Global distribution of research efforts, disease burden, and impact of US public funding withdrawal

Data sources

Life science publications

We extracted life science research publications from the parsed PubMed XML database. Trained librarians associate articles indexed in PubMed with MeSH terms, which constitute a controlled vocabulary for the categorization of biomedical research topics. These terms formed the basis for linking publications to specific diseases in our analysis. Previous studies have also used alternative approaches to designate disease-specific research, including topic modeling59 or co-word analysis60. However, a designation via MeSH terms allows for scalability and consistency across a broad range of diseases5,6. We focused specifically on MeSH terms in the ‘C-branch’ of the MeSH tree, which contains terms related to diseases. As of June 2024, PubMed recorded 5,032 unique C-branch MeSH terms. We started article extraction in 1999, when PubMed began to systematically record first-author affiliations, which we used to geolocate authorships and research articles. The endpoint of our dataset was 2021, the latest year for which comprehensive GBD data were available at the time of writing.

GBD data

To assess disease burden, we used data from the GBD database, maintained by the Institute for Health Metrics and Evaluation (IHME)28. The GBD database provides detailed, time-varying estimates of DALYs, a metric capturing the cumulative years of life lost due to illness, disability or premature death for specific diseases. DALYs provide a comprehensive metric that enables longitudinally consistent comparisons across diseases and regions, making them uniquely suited for analyzing divergence between research and disease burden over time.

The GBD database is organized according to disease within a hierarchical structure of four levels. Level 1 is the most general in the hierarchy, distinguishing between communicable and noncommunicable diseases. For our main analyses, we focused on level 2, which strikes a balance between granularity and interpretability at the global macro level. This cause level allows us to distinguish, for example, enteric infections as a subcategory of communicable diseases, or cardiovascular diseases as a subcategory of noncommunicable diseases. In line with previous research3,5, causes that are difficult to assign to a specific disease (for example, ‘other noncommunicable diseases’) were excluded from the analysis. While we present our main analysis for causes categorized at level 2, we integrated our matching of disease burden and disease-specific research from lower levels in the hierarchy (levels 3 and 4) and rolled the resulting associations up to the described level 2. For example, myocardial infarction (level 4) was rolled up into ischemic heart disease (level 3), which was rolled up into cardiovascular diseases (level 2).

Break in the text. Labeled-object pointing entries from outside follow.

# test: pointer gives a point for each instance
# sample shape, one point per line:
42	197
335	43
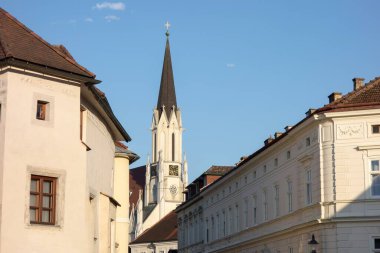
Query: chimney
358	82
277	134
269	140
310	111
334	96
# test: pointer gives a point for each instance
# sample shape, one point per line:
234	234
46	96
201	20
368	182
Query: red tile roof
164	230
365	97
19	42
136	183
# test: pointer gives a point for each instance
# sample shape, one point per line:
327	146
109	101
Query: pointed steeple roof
167	97
19	43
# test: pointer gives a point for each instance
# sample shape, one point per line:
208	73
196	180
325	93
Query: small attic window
308	142
375	128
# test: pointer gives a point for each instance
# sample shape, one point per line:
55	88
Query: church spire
167	98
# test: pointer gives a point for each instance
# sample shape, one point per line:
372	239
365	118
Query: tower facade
166	171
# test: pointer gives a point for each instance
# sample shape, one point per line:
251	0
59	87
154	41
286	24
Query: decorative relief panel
350	131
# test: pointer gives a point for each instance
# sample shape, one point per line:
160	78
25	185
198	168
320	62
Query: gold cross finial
167	25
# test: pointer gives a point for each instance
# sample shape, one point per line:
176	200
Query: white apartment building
320	177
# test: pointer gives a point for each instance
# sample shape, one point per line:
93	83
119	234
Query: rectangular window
42	107
376	129
207	238
42	200
236	218
276	201
308	188
376	244
375	177
254	204
308	142
290	196
265	205
224	223
246	212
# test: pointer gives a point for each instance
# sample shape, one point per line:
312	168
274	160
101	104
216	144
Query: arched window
173	147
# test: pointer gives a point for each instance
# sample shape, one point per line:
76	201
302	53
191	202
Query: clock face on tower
173	190
173	170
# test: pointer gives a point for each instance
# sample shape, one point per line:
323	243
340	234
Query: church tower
166	172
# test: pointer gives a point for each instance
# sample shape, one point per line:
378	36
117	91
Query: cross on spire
167	25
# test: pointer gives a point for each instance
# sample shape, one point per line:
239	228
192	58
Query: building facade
57	149
320	177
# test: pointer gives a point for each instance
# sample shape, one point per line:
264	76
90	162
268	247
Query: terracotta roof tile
164	230
19	42
136	183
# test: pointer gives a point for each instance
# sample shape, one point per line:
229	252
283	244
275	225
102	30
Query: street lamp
312	244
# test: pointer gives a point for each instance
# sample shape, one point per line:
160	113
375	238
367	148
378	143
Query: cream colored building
57	151
320	177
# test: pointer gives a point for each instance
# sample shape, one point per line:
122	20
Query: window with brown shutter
42	206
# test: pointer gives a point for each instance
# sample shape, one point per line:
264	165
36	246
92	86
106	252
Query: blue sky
243	69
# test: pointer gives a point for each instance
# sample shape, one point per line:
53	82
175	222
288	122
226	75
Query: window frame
290	196
39	208
254	207
308	188
265	204
372	174
372	243
276	200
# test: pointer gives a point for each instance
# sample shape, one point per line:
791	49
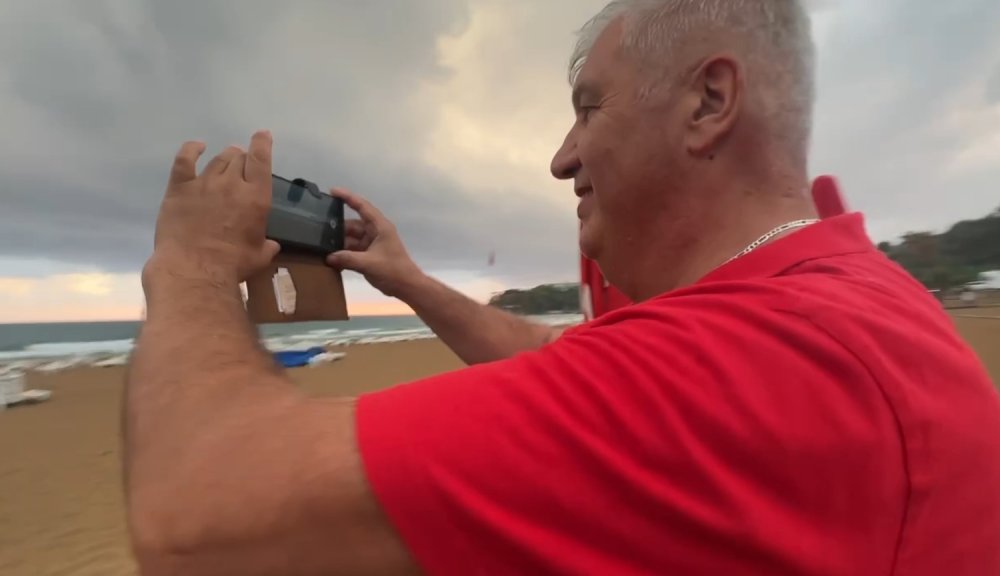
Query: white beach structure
12	390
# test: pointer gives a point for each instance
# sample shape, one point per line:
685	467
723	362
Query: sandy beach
61	509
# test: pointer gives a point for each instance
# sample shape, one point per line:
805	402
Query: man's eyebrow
581	89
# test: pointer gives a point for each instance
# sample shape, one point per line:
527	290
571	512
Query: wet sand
61	510
61	507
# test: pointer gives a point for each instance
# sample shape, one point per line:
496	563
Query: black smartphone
304	219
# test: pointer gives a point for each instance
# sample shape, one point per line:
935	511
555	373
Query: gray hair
780	51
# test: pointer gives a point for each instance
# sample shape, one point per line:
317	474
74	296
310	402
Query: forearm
477	333
199	386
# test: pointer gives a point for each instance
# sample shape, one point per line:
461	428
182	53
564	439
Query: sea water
62	345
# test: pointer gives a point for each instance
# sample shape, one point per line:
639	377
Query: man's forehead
599	60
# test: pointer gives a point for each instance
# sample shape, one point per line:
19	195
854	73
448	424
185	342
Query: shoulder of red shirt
721	428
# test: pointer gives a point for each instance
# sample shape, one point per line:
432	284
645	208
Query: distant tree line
544	299
939	261
953	258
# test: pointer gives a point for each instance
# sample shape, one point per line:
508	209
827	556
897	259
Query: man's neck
723	235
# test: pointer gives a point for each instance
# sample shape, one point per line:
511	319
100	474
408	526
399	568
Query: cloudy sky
445	113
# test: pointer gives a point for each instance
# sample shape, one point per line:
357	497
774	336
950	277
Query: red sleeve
638	447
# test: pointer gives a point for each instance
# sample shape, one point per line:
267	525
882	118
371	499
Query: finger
218	164
258	164
364	208
185	166
271	249
236	166
356	244
354	229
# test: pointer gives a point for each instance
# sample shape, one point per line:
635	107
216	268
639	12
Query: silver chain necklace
771	234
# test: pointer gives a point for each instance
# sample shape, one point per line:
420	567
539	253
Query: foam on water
55	356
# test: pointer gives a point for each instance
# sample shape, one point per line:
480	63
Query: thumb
347	260
271	249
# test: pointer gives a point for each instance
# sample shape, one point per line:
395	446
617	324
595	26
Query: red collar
834	236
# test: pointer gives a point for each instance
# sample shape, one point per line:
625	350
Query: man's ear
717	90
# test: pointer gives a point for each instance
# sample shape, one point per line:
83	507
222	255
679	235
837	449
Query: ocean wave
56	356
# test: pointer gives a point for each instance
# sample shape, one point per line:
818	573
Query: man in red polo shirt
781	399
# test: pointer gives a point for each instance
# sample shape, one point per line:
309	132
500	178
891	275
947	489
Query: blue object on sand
297	358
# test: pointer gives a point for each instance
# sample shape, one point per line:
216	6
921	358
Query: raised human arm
477	333
229	469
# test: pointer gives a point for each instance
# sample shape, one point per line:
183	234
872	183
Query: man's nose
566	162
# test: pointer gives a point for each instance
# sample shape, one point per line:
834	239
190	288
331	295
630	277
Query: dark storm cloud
113	89
98	95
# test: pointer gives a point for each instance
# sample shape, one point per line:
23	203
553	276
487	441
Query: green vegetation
544	299
939	261
951	259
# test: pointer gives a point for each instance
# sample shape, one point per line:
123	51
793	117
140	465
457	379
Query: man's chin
588	247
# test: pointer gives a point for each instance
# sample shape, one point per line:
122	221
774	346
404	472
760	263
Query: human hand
373	248
212	225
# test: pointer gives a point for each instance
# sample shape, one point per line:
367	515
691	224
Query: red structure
597	297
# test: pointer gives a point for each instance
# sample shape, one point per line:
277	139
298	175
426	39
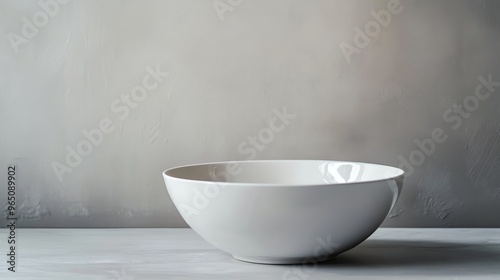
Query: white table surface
136	254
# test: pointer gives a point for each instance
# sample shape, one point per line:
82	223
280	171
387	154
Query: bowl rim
400	173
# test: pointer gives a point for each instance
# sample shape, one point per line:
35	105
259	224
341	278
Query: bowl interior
286	172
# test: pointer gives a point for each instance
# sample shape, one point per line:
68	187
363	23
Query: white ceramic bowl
284	211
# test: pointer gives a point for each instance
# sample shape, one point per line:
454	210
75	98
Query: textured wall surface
98	97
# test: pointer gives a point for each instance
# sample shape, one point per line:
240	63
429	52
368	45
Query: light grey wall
230	64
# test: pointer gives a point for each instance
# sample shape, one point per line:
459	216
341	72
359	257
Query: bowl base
272	260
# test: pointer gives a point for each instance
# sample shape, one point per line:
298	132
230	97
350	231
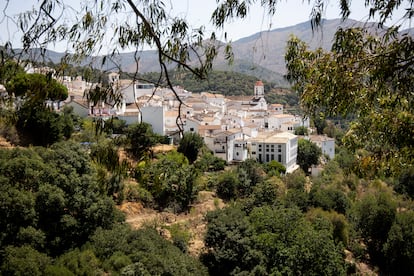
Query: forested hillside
65	181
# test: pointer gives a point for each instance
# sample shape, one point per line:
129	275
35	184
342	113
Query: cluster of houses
234	128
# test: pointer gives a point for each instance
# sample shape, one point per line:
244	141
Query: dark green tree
375	215
140	139
308	154
190	145
170	180
399	247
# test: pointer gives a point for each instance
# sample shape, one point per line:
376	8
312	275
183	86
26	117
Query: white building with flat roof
279	146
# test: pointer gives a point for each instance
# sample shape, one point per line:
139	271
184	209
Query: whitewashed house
279	146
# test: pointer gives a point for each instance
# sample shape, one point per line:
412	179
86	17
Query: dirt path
193	221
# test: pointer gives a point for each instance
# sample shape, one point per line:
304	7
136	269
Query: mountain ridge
260	54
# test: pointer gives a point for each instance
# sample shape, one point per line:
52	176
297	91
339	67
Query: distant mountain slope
260	55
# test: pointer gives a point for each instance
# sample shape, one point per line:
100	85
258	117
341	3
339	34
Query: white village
234	128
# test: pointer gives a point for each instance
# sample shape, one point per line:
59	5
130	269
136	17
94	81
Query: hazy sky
198	12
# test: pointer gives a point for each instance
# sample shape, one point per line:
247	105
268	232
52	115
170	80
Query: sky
198	12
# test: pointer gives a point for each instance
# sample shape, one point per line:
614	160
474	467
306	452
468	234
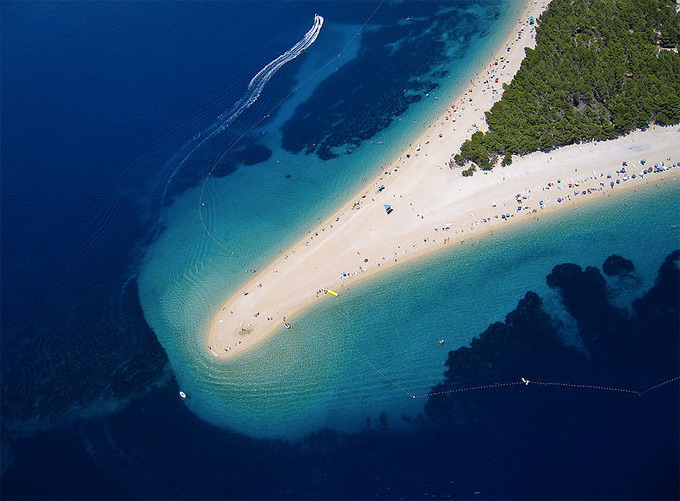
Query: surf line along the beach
289	284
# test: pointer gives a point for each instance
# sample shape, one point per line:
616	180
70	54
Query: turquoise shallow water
314	376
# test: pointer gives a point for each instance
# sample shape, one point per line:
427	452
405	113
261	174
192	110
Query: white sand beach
435	207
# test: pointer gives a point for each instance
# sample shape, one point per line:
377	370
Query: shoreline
355	242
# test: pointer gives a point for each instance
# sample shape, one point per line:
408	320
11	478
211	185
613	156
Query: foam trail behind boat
255	87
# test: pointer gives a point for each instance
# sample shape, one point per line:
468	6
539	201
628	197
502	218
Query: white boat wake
253	91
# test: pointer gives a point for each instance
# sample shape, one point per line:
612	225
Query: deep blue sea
153	151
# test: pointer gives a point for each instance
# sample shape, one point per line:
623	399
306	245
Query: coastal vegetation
600	69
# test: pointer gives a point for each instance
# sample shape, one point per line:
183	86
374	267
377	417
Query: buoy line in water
522	381
261	78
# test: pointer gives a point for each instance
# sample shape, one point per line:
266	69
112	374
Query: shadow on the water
596	433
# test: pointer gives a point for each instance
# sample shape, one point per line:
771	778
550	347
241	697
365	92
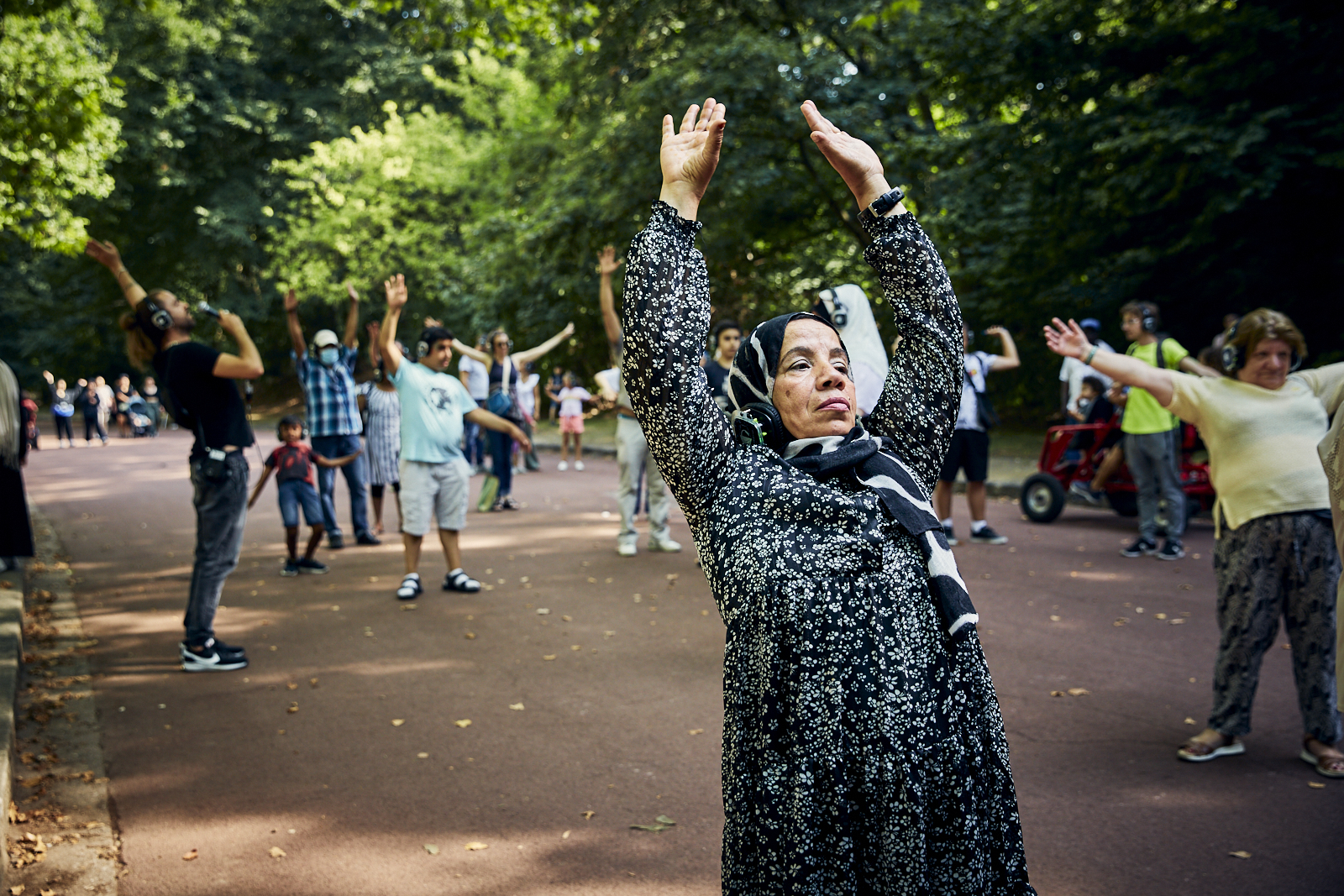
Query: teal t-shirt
432	412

In total, we examined 16 level 2 causes of disease.

In addition, we offer a sensitivity analysis using level 3 disease categories, which yielded results consistent with our main findings at level 2, specifically a reduction in divergence between disease burden and research over time driven by changes in DALYs rather than changes in research output (Supplementary Fig. 8). Furthermore, we selected the two major level 2 research areas (cardiovascular diseases and neoplasms) as examples to show how the underlying research and disease burden at level 3 were distributed. The patterns at level 3 closely mirrored those observed at level 2: research on neoplasms remains disproportionately high relative to their burden, while research on major cardiovascular conditions remains underrepresented (Supplementary Fig. 9a,b).

Linking research with disease burden

To identify disease-specific research articles, we linked C-branch MeSH terms assigned to PubMed articles with the corresponding disease categories defined by the GBD database. Traditional approaches rely on the ICD system as a crosswalk to bridge these datasets. While probably precise, this method has notable limitations, including structural mismatches between MeSH terms and ICD codes, as well as inefficiencies introduced by the intermediate step of linking ICD codes to GBD categories. Each of the three classification systems—MeSH, ICD and GBD—was designed for different purposes, begetting variance in nomenclature. Crosswalking these three coding systems requires expert judgment by physicians, preventing large-scale linkage of millions of research articles to specific disease burden causes. These shortcomings are particularly problematic for longitudinal analyses that require accurate and consistent associations of research articles with burden data and for studies of geographical regions or research areas with lower research output, where even small numbers of overlooked articles can substantially affect the analyses.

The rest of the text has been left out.